Since pointers take up very little space, however, the performance differences are going to be negligible in most cases.
The main benefits of references are:
- They are guaranteed to be non-null
- What they “point” to cannot be changed
Also, from a programming perspective:
- They use the same syntax as regular variables, so you don’t need to de-reference with
*
and you use.
instead of->
I think this is why most people recommend you use references over pointers whenever possible, they are “safer” and have slightly less overhead (although the last point may be implementation dependent).
References are converted to pointers by the compiler so at run time there is no difference in speed. Speed is not the reason you choose references instead of pointers but in fact references might be a bit faster in your overall code simply because you don’t need to constantly check for invalid references (NULL pointers).
If a is a small variable (no larger than the machine address size), then there is no difference between a and &a. If a is larger than the machine’s address size (e.g. a class object) then &a is faster and &a must be done (rather than a).
Of course you need to consider whether you want to be able to edit a in the called function. If a is large and you want to forbid changing of a, pass a constant reference to a.
If using C++, you should always use references when possible. A good C++ book will list what the difference between references and pointers are. You should consider the following:
References are implemented underneath as pointers. So why use a reference? Because it allows the function writer to determine how a function works without affecting how it is called. With references, the caller of a function doesn’t need to know if the function takes a pointer or the object itself. For example, you call the following 2 functions the same way and notice that we can change add1 to use references without affecting all the callers:
int add1 (int a, int b);
int add2 (int &a, int &b) {
// this actually gets converted by the compiler to
// *a + *b
return a + b;
}
If you were using pointers, you’d have to know that the function is actually taking the address, not the object itself. In other words, references add to information hiding.
So to sum up, references are just syntactic sugar. The compiler will convert all references to pointers and operation to references to valid operations with/on pointers.
Second, unlike pointers – a reference is the object. With pointers, you can change the object pointed to or you can change the pointer itself (in which case it will point to something else). With a reference there’s only one thing you can change – the referred object.
Third, references cannot be re-assigned to refer to another object like a pointer can. Often, in linked lists you have to move pointers forward/backwards. You can’t do this with a reference. Think of a reference as an alias to an object.
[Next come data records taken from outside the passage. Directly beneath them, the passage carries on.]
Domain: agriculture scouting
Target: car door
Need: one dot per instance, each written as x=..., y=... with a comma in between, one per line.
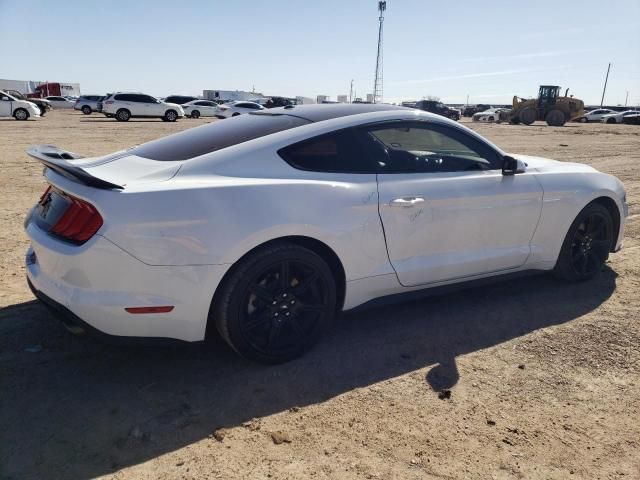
x=5, y=105
x=448, y=211
x=149, y=106
x=205, y=108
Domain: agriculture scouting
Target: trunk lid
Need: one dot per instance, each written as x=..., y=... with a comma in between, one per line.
x=115, y=171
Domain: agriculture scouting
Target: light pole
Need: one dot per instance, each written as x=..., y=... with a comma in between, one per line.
x=377, y=84
x=605, y=84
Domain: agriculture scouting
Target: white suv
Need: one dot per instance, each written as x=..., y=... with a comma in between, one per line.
x=123, y=106
x=18, y=109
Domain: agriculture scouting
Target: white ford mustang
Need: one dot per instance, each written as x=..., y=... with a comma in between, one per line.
x=264, y=226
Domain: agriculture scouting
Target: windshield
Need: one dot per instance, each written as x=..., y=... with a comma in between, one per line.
x=216, y=136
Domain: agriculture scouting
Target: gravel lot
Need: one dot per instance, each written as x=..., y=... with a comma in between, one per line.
x=544, y=376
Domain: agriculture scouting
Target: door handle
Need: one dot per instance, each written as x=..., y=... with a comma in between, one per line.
x=406, y=201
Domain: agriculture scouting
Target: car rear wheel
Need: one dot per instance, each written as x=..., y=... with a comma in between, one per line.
x=587, y=244
x=171, y=116
x=123, y=115
x=20, y=114
x=527, y=116
x=555, y=118
x=275, y=303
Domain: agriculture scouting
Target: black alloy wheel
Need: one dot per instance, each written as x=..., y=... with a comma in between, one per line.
x=276, y=304
x=587, y=244
x=591, y=245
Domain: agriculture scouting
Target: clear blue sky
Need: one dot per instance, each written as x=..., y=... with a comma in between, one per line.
x=490, y=49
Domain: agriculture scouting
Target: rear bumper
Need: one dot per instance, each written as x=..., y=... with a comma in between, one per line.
x=77, y=326
x=89, y=286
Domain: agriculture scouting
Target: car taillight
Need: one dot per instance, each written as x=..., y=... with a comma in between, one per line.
x=78, y=223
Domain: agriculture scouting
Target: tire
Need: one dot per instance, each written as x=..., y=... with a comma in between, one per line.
x=587, y=245
x=270, y=317
x=171, y=115
x=123, y=115
x=527, y=116
x=20, y=114
x=555, y=118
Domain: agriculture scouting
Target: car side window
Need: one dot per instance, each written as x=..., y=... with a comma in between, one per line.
x=337, y=152
x=421, y=148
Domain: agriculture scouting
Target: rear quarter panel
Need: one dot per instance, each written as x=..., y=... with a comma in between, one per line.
x=566, y=193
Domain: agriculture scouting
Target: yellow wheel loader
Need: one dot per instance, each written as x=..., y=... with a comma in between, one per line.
x=549, y=106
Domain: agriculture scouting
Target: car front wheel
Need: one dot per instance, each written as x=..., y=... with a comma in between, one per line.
x=275, y=303
x=171, y=116
x=587, y=244
x=123, y=115
x=21, y=114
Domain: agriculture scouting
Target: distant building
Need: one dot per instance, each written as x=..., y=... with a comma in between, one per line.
x=231, y=95
x=304, y=100
x=31, y=86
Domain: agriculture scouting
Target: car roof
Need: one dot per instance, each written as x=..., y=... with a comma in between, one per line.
x=327, y=111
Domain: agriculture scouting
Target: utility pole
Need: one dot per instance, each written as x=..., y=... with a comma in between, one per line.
x=377, y=84
x=605, y=84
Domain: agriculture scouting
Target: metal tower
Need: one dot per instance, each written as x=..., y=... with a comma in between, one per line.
x=377, y=84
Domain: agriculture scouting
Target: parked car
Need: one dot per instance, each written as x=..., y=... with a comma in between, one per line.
x=123, y=106
x=617, y=117
x=200, y=108
x=233, y=109
x=438, y=108
x=470, y=110
x=60, y=102
x=633, y=119
x=274, y=102
x=10, y=106
x=42, y=104
x=491, y=115
x=594, y=115
x=88, y=103
x=180, y=99
x=264, y=226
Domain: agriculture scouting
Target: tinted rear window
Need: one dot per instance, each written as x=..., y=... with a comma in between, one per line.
x=216, y=136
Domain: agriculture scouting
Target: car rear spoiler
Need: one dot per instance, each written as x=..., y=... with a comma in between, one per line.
x=58, y=160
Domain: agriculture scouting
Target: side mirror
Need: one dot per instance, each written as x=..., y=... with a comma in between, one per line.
x=511, y=166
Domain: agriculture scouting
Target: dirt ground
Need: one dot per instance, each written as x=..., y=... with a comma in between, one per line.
x=544, y=376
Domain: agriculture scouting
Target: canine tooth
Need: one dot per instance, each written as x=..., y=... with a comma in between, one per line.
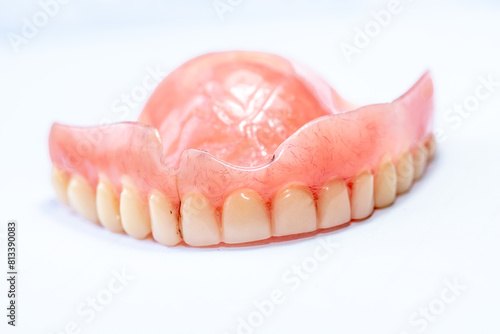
x=293, y=211
x=385, y=184
x=81, y=197
x=108, y=207
x=431, y=147
x=135, y=218
x=404, y=172
x=245, y=217
x=164, y=220
x=334, y=207
x=60, y=182
x=419, y=161
x=198, y=221
x=362, y=196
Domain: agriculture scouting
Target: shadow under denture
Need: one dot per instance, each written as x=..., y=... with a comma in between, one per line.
x=245, y=219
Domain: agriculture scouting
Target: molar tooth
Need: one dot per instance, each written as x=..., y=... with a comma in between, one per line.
x=362, y=196
x=245, y=217
x=108, y=207
x=164, y=220
x=430, y=145
x=385, y=184
x=60, y=182
x=198, y=221
x=293, y=211
x=419, y=161
x=334, y=208
x=81, y=197
x=135, y=218
x=405, y=172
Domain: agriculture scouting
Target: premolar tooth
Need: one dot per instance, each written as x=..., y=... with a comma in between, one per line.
x=362, y=196
x=334, y=208
x=245, y=217
x=134, y=215
x=419, y=161
x=404, y=172
x=385, y=184
x=198, y=221
x=293, y=211
x=60, y=182
x=81, y=197
x=164, y=220
x=108, y=206
x=430, y=145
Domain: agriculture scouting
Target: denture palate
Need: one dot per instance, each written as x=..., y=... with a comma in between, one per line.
x=238, y=147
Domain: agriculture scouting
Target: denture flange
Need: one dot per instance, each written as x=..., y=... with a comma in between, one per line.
x=314, y=160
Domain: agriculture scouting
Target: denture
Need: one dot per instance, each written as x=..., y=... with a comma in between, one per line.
x=240, y=147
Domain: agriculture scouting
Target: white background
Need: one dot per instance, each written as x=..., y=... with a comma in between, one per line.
x=385, y=270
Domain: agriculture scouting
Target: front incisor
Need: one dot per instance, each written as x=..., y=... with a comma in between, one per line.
x=164, y=220
x=134, y=213
x=198, y=221
x=419, y=161
x=385, y=184
x=81, y=197
x=245, y=217
x=293, y=211
x=404, y=172
x=108, y=206
x=362, y=196
x=60, y=182
x=334, y=208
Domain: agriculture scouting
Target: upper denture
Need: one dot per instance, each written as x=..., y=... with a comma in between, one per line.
x=246, y=131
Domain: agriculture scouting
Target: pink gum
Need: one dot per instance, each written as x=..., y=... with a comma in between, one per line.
x=340, y=145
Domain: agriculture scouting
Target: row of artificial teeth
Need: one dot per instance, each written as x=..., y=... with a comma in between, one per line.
x=245, y=217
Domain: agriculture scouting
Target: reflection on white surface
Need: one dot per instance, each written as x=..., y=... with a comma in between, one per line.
x=386, y=268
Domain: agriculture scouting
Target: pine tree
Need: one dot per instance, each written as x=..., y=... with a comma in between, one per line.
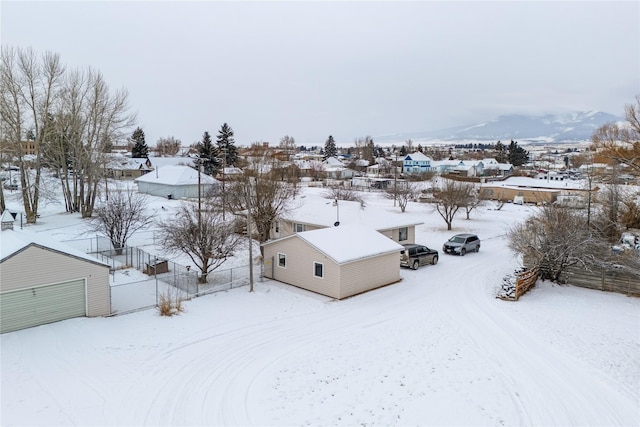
x=140, y=148
x=501, y=153
x=518, y=156
x=207, y=155
x=226, y=145
x=330, y=149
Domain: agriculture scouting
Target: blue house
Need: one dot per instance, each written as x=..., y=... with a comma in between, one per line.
x=417, y=163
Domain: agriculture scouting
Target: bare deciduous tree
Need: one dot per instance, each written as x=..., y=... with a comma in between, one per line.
x=621, y=143
x=450, y=196
x=555, y=238
x=288, y=145
x=338, y=192
x=28, y=86
x=269, y=198
x=402, y=192
x=473, y=200
x=120, y=216
x=204, y=236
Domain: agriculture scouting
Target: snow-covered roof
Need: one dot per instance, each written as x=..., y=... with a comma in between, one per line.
x=418, y=156
x=121, y=162
x=332, y=161
x=176, y=175
x=347, y=243
x=317, y=210
x=489, y=161
x=14, y=241
x=523, y=181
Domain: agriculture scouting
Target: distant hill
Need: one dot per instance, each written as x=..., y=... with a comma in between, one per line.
x=578, y=126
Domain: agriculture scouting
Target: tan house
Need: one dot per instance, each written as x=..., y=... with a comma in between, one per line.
x=313, y=213
x=338, y=262
x=43, y=281
x=120, y=167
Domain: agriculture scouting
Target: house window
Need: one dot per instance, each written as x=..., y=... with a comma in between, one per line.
x=318, y=269
x=403, y=234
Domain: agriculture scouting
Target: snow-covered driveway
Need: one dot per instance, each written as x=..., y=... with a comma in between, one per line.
x=436, y=348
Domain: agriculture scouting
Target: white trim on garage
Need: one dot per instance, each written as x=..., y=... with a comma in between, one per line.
x=38, y=305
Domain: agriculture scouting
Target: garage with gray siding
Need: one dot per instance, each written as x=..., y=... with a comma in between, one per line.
x=43, y=281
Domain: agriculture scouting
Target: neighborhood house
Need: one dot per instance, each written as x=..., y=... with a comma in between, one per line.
x=338, y=262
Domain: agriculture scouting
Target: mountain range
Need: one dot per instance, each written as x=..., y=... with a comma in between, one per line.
x=571, y=127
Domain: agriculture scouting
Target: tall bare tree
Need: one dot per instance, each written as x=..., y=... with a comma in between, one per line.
x=28, y=86
x=288, y=145
x=89, y=119
x=120, y=216
x=450, y=196
x=402, y=192
x=204, y=236
x=267, y=197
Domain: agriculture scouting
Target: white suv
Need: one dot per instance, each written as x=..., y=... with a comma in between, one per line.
x=461, y=244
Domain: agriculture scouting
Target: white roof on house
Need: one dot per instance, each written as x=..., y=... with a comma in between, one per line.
x=332, y=161
x=438, y=163
x=121, y=162
x=417, y=156
x=324, y=212
x=176, y=175
x=347, y=243
x=16, y=240
x=523, y=181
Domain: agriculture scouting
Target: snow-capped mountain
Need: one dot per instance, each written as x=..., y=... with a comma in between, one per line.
x=577, y=126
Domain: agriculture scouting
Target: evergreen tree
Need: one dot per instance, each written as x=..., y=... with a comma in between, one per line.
x=140, y=148
x=518, y=156
x=501, y=153
x=207, y=155
x=226, y=146
x=330, y=149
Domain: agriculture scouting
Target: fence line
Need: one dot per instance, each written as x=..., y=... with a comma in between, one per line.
x=164, y=276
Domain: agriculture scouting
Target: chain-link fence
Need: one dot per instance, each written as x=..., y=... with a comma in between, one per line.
x=160, y=277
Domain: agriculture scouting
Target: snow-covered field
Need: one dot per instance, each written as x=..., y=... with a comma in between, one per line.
x=435, y=349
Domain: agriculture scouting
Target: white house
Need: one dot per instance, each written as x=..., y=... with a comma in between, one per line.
x=175, y=182
x=417, y=163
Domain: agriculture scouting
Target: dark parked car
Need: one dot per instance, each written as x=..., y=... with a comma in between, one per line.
x=414, y=256
x=460, y=244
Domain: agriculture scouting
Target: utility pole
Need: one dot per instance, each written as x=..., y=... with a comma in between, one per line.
x=249, y=192
x=395, y=180
x=224, y=166
x=199, y=193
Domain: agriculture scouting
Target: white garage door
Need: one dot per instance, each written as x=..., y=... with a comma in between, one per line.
x=29, y=307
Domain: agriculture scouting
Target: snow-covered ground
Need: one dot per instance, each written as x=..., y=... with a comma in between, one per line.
x=436, y=348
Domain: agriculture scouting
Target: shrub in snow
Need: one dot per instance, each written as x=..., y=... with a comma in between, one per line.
x=507, y=289
x=170, y=305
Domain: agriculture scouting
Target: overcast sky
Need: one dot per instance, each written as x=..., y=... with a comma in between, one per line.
x=347, y=69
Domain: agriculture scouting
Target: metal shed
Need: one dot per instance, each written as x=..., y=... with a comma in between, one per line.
x=43, y=281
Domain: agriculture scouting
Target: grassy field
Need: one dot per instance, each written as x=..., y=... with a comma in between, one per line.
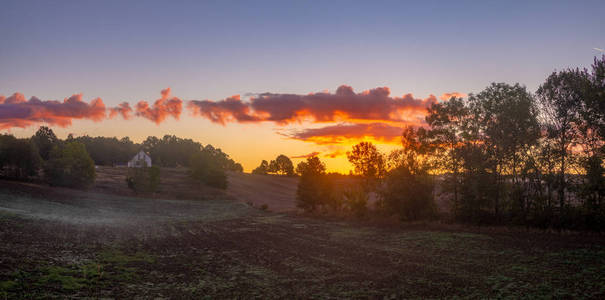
x=66, y=243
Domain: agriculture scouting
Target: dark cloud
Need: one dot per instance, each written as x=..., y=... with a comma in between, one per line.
x=447, y=96
x=343, y=133
x=122, y=109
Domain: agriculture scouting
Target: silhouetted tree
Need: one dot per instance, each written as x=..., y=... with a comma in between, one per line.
x=314, y=190
x=45, y=139
x=19, y=158
x=206, y=167
x=281, y=165
x=368, y=162
x=262, y=169
x=70, y=165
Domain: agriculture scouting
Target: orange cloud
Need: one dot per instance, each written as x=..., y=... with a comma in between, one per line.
x=349, y=133
x=343, y=105
x=335, y=154
x=231, y=109
x=16, y=111
x=448, y=96
x=161, y=109
x=122, y=109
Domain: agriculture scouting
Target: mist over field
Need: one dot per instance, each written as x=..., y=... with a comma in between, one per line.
x=302, y=150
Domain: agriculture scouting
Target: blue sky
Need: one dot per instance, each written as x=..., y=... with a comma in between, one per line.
x=130, y=50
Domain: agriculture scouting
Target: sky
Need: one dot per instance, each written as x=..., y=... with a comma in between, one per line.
x=263, y=78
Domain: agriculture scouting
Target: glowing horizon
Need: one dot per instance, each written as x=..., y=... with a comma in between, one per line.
x=273, y=78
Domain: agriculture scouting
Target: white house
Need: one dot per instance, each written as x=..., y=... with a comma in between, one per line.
x=141, y=159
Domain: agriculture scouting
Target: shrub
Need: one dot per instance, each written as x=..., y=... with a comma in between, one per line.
x=144, y=180
x=356, y=200
x=70, y=165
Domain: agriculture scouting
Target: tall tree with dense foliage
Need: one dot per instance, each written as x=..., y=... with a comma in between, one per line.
x=367, y=162
x=207, y=167
x=560, y=96
x=508, y=126
x=262, y=169
x=314, y=190
x=45, y=139
x=447, y=122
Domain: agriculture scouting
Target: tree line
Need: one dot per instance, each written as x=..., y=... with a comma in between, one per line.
x=501, y=156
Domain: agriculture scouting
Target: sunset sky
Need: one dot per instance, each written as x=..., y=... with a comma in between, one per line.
x=258, y=79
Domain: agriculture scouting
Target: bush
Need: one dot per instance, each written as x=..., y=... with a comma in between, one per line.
x=144, y=180
x=70, y=165
x=356, y=201
x=208, y=170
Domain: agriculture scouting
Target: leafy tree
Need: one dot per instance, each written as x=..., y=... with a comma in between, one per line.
x=368, y=162
x=281, y=165
x=408, y=188
x=300, y=168
x=70, y=165
x=45, y=139
x=262, y=169
x=448, y=131
x=19, y=158
x=206, y=168
x=314, y=190
x=559, y=96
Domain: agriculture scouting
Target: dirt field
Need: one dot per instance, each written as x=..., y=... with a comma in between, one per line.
x=69, y=243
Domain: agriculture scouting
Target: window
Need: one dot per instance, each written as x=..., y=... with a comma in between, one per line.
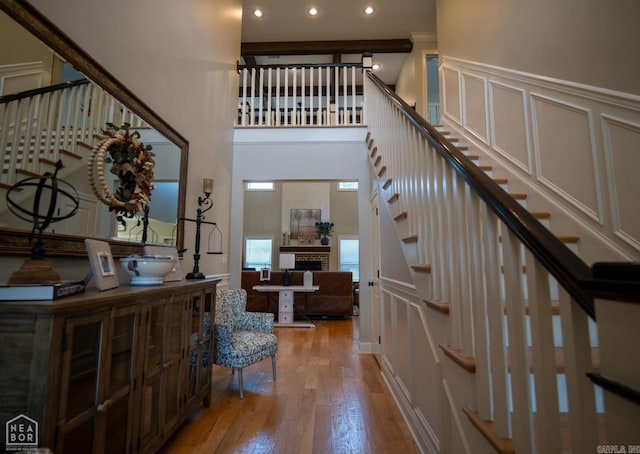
x=260, y=186
x=349, y=256
x=347, y=186
x=258, y=252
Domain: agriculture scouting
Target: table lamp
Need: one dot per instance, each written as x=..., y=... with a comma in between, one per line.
x=287, y=261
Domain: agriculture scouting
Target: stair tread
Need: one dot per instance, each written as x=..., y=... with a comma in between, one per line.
x=421, y=268
x=501, y=445
x=438, y=306
x=468, y=363
x=506, y=446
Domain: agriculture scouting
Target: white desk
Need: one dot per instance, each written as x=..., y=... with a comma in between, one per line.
x=285, y=302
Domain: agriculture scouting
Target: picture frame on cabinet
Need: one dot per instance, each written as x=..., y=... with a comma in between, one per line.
x=102, y=266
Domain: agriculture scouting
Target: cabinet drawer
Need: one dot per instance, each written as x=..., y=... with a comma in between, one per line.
x=286, y=295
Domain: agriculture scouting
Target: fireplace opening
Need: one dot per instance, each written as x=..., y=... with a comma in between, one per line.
x=309, y=265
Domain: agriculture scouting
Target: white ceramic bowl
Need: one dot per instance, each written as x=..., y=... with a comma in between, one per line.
x=147, y=269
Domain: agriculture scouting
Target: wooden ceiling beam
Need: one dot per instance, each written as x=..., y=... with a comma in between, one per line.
x=385, y=46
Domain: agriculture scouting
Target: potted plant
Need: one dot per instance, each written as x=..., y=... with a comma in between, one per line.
x=325, y=229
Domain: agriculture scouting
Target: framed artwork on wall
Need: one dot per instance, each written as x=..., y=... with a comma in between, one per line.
x=303, y=224
x=102, y=266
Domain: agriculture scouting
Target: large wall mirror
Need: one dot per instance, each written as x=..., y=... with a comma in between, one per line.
x=35, y=54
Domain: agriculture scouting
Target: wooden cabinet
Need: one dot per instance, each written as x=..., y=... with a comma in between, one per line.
x=108, y=372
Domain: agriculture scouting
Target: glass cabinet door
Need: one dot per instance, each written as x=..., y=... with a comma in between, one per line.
x=118, y=420
x=97, y=383
x=153, y=366
x=207, y=341
x=200, y=338
x=163, y=356
x=173, y=359
x=79, y=384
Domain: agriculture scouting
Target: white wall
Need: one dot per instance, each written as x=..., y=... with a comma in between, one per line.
x=180, y=59
x=412, y=80
x=302, y=154
x=586, y=41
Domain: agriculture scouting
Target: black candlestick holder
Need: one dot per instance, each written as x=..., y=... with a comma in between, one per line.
x=208, y=204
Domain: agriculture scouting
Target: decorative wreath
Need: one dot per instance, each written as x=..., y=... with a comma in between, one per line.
x=131, y=161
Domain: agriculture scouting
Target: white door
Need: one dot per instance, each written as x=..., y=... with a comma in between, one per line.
x=374, y=287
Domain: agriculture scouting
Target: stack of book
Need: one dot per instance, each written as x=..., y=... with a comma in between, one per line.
x=40, y=292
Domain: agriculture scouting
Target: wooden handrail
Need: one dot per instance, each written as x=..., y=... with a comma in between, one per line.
x=42, y=90
x=557, y=258
x=306, y=65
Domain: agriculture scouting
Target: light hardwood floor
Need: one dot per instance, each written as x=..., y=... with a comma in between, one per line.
x=327, y=398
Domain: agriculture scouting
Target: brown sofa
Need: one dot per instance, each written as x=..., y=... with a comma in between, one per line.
x=334, y=298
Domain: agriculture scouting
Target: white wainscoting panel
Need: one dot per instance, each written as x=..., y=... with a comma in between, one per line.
x=622, y=154
x=451, y=86
x=475, y=116
x=574, y=145
x=566, y=152
x=404, y=342
x=510, y=124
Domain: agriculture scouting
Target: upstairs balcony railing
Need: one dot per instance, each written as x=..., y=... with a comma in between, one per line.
x=300, y=95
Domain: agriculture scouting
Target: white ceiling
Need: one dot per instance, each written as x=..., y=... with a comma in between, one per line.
x=337, y=20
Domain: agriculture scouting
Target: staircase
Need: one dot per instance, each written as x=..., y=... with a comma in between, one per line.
x=506, y=314
x=41, y=126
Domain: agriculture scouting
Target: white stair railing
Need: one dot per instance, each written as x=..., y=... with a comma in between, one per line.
x=300, y=95
x=504, y=276
x=38, y=127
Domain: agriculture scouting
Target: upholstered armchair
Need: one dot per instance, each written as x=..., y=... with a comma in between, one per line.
x=242, y=338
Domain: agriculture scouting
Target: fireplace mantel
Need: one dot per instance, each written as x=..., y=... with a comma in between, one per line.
x=310, y=253
x=306, y=249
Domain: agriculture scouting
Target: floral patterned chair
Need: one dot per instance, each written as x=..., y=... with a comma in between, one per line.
x=242, y=338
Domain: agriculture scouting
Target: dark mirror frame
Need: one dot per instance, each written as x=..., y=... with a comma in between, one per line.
x=15, y=241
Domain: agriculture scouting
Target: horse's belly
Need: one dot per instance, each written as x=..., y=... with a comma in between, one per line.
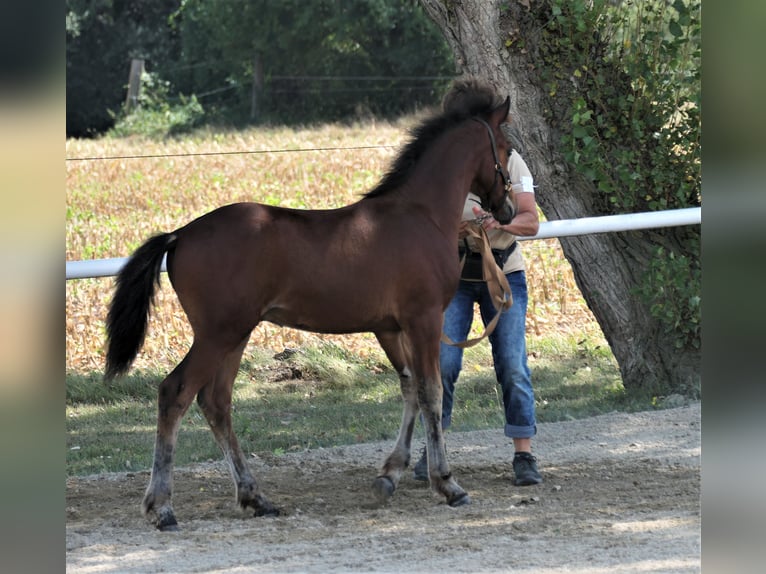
x=320, y=317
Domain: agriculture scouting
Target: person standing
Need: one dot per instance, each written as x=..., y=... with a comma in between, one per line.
x=508, y=340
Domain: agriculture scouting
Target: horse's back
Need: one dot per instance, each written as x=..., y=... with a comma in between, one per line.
x=357, y=268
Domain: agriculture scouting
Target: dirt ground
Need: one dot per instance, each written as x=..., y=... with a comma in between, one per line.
x=620, y=494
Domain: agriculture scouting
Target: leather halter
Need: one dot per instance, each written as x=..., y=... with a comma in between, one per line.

Lastly, about the NULL…in C code you will see a lot of NULL pointer checking. References are meant to help with that by allowing the compiler to catch whenever a reference doesn’t refer to a valid object. The C++ standard also says that a reference cannot point to an invalid object (e.g. a NULL). However, I think it’s up to the compiler on how it implements that so you need to double check with your compiler. I think some compilers will not even warn you.